B.1 and B.2 results

The SGML ERB met today, Oct 17th, and voted on several items already
submitted to the SGML WG.  Participating:  Bosak, Clark, Maler (in
part), Magliery (in part), Paoli, Sperberg-McQueen, and Sharpe.  Absent:
Bray, DeRose, Hollander, Kimber, and Connolly.  All decisions were by
consensus of all those participating in the call, and thus carry a
majority of the membership of the ERB.

The text below is substantially the same as the drafts discussed by the
ERB, but was edited after the meeting to reflect the ERB's decisions;
the ERB has thus not seen and approved the precise wording given, and
may choose to correct any editorial errors made in the revision.

-C. M. Sperberg-McQueen


B.1 What should XML's character-set rules be?  Should conforming
XML documents be restricted to particular character sets?  Should
conforming XML processors be required to be able to parse all conforming
XML documents (13.1)?

It had already been agreed that:
  - the character repertoire of XML documents is that of ISO 10646
  - conforming XML documents may be in UTF-8 or UCS-2 form
  - all XML processors must accept documents in UTF-8 and UCS-2 (or
    optionally UTF-16) form
  - XML processors may provide a user option which causes them to accept
    documents in other coded character sets (e.g. ISO 8859 or JIS 0208)
    or other encodings of 10646 or other coded character sets (e.g.
    Extended Unix Code) -- this behavior must be optional [at least
    in validating processors, we decided today] (i.e. the user must
    be able to turn it off, so that documents not in UTF-8 or UCS-2
    raise errors).

In discussing the mechanism to be used for signaling the encoding and/or
coded character set in use, the ERB decided the following.  [Editorial
note:  if the ERB decides that XML will have external text entities,
then everything said below about documents will also apply to all
external text entities.]

The character repertoire of XML documents is that of ISO 10646.  All XML
processors are required to accept documents in the UTF-8 and UCS-2
encodings of 10646.  It is recognized that accepting documents in the
UTF-16 variant would be desirable.  Documents encoded in UCS-2 must
begin with the Byte Order Mark described by ISO 10646 Annex E and
Unicode Appendix B (the ZERO WIDTH NO-BREAK SPACE character, U+FEFF) --
this is an encoding signature, and not (for SGML purposes) part of the
document.  XML processors must be able to use this character to
differentiate between UTF-8 and UCS-2 encoded documents.

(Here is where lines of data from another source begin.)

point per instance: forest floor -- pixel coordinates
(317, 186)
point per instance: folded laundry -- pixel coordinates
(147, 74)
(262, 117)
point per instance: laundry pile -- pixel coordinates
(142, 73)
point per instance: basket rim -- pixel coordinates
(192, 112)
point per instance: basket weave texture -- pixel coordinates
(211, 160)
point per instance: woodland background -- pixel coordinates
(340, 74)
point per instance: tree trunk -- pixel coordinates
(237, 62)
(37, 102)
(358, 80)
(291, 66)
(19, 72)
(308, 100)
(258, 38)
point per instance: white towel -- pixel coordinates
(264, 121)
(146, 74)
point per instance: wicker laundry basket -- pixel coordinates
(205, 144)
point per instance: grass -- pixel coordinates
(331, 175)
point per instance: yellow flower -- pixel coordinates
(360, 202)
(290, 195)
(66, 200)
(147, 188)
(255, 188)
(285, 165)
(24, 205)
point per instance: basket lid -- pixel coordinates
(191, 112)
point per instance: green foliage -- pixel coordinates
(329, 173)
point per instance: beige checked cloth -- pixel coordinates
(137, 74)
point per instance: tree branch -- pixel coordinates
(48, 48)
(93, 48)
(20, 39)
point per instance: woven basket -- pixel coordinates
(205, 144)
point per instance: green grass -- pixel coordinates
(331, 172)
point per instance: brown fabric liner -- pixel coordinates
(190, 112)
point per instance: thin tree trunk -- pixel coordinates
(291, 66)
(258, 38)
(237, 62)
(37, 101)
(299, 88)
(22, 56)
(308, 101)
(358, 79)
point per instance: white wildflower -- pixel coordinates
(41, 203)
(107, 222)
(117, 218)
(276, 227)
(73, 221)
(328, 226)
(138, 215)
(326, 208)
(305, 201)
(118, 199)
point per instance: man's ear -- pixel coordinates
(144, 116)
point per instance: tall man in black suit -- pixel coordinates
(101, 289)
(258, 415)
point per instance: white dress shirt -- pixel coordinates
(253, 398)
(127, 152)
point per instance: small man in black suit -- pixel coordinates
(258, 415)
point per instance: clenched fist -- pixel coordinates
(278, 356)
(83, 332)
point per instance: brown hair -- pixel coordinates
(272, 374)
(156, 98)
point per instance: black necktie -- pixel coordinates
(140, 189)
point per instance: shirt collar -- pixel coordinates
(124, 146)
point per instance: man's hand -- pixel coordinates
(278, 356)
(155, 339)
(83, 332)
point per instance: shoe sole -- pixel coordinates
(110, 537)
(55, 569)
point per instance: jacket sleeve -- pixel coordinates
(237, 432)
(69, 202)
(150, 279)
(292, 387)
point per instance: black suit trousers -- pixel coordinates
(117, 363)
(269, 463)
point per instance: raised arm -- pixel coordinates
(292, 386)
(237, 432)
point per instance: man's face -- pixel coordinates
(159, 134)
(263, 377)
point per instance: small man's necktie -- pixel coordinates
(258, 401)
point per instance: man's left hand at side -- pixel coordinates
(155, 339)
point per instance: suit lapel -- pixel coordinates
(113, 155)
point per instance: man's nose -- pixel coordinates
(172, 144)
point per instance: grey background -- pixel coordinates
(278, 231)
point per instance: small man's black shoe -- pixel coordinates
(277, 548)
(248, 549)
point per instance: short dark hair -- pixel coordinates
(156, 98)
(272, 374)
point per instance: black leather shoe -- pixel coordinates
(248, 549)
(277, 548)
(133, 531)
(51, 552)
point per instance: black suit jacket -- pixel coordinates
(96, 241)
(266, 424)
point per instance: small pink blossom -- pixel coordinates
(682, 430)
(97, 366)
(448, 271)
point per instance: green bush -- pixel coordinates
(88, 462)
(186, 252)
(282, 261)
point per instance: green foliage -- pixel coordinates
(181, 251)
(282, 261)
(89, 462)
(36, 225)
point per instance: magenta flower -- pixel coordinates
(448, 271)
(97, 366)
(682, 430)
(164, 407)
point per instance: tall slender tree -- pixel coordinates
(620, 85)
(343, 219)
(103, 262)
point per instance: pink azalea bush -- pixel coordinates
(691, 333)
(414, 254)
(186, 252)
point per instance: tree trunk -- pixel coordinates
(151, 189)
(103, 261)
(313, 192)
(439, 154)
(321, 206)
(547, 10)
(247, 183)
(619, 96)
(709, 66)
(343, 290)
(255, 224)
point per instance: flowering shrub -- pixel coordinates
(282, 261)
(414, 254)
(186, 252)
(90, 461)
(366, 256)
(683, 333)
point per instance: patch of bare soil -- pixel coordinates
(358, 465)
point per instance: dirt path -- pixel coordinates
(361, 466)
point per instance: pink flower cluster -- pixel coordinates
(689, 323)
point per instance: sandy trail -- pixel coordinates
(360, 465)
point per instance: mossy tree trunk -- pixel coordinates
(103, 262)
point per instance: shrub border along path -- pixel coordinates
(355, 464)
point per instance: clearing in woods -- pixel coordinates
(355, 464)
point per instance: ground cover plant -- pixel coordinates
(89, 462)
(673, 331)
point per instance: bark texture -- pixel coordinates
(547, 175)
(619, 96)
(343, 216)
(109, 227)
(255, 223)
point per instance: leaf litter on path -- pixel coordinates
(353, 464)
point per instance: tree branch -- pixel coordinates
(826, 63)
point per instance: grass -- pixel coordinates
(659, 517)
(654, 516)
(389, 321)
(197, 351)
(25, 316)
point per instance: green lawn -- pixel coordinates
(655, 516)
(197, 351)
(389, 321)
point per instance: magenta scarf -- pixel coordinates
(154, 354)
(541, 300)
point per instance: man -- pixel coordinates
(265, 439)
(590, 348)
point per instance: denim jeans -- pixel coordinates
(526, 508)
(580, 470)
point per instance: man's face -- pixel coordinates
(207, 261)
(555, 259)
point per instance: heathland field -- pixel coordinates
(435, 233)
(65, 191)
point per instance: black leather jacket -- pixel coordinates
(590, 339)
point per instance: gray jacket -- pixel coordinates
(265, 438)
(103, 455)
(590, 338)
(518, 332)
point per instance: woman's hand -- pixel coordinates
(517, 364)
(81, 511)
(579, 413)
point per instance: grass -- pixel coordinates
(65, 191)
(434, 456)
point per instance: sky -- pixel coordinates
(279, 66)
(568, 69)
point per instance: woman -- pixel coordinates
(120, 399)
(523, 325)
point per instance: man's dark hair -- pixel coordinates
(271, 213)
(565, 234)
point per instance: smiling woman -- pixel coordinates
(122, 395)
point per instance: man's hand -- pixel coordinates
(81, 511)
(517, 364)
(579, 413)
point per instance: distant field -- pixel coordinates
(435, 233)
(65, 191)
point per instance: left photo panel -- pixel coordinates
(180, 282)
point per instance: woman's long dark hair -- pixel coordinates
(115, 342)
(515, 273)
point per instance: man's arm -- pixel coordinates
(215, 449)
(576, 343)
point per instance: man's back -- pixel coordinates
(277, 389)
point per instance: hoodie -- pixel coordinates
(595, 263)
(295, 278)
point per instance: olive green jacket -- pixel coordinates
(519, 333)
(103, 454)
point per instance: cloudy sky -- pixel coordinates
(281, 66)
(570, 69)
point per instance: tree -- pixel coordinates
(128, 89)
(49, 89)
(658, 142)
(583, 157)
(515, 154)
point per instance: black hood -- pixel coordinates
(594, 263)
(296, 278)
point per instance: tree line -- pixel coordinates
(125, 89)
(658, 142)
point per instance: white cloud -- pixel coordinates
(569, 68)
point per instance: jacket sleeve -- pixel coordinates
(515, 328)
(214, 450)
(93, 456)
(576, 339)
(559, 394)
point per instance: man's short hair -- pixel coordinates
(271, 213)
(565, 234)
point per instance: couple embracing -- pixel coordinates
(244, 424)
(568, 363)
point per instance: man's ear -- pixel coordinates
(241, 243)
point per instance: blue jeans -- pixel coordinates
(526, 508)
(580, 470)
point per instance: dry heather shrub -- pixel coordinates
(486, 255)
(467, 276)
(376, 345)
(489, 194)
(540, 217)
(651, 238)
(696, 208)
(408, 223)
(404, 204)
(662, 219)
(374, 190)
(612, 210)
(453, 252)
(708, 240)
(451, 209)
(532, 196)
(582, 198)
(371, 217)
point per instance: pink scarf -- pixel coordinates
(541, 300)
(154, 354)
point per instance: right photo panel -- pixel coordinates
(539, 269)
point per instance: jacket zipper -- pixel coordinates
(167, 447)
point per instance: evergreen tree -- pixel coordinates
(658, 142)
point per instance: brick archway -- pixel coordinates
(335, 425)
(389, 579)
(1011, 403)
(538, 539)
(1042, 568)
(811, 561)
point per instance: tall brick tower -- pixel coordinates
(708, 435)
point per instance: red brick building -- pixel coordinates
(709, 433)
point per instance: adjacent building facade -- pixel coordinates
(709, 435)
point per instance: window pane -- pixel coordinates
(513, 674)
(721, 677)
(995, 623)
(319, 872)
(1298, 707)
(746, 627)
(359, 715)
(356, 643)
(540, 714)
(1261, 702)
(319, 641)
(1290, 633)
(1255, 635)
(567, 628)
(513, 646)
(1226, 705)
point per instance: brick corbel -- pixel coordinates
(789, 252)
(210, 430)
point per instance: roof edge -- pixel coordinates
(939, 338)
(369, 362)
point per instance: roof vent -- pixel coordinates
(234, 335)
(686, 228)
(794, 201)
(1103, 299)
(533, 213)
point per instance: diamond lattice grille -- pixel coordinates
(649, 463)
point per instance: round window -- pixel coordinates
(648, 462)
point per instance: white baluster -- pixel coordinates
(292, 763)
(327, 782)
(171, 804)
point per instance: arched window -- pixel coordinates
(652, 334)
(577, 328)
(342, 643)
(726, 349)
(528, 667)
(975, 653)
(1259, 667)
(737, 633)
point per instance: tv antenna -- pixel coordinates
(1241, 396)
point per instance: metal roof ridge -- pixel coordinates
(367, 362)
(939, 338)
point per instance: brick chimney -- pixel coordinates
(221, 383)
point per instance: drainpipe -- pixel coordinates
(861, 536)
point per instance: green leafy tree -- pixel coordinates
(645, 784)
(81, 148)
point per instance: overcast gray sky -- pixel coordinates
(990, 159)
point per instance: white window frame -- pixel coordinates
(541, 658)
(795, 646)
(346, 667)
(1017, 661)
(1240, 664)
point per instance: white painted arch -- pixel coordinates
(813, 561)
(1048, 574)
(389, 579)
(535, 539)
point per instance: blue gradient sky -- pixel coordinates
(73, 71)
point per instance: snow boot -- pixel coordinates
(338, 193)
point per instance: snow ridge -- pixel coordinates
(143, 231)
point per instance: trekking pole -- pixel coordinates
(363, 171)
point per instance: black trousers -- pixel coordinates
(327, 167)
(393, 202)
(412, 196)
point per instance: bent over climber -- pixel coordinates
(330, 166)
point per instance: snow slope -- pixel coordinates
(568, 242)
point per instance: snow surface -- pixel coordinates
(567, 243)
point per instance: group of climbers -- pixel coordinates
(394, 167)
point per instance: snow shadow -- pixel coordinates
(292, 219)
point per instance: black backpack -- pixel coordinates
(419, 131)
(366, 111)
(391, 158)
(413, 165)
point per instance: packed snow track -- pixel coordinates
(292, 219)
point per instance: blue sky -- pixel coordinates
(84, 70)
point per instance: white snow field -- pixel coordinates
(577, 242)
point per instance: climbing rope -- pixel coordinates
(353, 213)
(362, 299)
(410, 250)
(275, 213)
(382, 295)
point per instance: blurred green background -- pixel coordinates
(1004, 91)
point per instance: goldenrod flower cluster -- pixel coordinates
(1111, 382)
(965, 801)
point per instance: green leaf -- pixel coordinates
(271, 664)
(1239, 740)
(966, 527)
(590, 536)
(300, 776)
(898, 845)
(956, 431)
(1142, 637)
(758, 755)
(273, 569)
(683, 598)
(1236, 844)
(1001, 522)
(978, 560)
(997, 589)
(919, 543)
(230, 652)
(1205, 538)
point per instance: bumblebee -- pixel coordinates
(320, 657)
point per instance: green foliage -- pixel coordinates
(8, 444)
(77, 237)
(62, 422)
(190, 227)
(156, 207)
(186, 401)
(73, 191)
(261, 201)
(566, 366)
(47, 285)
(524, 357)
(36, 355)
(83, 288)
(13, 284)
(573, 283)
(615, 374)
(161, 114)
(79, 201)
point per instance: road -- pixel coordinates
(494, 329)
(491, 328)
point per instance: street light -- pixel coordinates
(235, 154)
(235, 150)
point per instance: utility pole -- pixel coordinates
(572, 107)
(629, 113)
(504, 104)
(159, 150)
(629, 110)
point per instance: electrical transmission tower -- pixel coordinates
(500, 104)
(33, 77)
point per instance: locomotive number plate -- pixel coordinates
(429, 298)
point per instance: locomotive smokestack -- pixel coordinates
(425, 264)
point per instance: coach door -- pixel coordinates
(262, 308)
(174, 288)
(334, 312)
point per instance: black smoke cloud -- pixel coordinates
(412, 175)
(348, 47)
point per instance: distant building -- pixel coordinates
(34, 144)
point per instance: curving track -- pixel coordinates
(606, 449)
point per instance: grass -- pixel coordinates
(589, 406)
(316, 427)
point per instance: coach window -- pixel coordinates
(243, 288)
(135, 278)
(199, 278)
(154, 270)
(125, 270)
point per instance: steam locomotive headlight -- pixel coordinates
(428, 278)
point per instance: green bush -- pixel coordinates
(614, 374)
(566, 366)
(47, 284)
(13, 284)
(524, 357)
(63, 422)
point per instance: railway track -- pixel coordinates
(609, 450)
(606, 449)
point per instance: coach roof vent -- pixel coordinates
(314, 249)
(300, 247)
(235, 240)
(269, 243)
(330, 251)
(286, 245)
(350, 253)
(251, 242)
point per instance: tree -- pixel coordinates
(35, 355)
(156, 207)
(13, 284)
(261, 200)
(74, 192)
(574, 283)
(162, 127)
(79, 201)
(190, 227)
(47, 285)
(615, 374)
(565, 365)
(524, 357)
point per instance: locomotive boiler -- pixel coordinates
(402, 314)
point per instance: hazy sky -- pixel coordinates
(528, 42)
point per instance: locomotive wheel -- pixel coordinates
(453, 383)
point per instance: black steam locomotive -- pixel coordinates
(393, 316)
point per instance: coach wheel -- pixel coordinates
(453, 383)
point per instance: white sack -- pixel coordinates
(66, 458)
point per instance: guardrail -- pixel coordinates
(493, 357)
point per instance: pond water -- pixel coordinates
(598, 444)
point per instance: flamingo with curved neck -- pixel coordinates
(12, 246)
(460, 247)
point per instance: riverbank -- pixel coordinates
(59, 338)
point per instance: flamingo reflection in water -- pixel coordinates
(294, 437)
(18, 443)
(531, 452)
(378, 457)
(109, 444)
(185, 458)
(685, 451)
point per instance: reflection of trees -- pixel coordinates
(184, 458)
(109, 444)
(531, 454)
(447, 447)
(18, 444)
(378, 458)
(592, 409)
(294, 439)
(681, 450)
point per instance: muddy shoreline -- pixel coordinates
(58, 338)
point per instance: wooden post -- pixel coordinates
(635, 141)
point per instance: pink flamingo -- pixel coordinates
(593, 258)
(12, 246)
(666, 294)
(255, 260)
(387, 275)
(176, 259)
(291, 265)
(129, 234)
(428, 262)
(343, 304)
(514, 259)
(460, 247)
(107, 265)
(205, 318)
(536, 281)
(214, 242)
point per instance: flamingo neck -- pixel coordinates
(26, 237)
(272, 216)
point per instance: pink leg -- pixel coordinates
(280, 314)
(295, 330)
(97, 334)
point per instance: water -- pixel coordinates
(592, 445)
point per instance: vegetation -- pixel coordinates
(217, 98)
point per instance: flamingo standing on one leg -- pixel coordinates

XML does not explicitly sanction the use of any other encodings.  It is
recognized, however, that many documents exist in other encodings.  To
support processors in dealing with this situation, an XML document may
contain at its beginning, before any other text, markup, PIs, or white
space, an Encoding Declaration PI matching

EncDecl ::=
  '<?XML' S 'encoding' Eq ("'" Encoding "'")|('"' Encoding '"') S? '>'

An XML processor may choose to read Encoding Declaration PIs and accept
nonstandard encodings so declared.  In validating processors such
behavior must be at user option.

An XML document which lacks both the Byte Order Mark and an Encoding
Declaration PI must be in the UTF-8 encoding.  It is an error for a
document to be in an encoding other than that declared in its Encoding
Declaration PI.

The XML specification shall include (possibly by reference to relevant
IETF documentation) a list of standard declarations for the nonterminal
"Encoding" in the above production, to support interoperability,
including names for at least ISO-Latin-X and the JIS family.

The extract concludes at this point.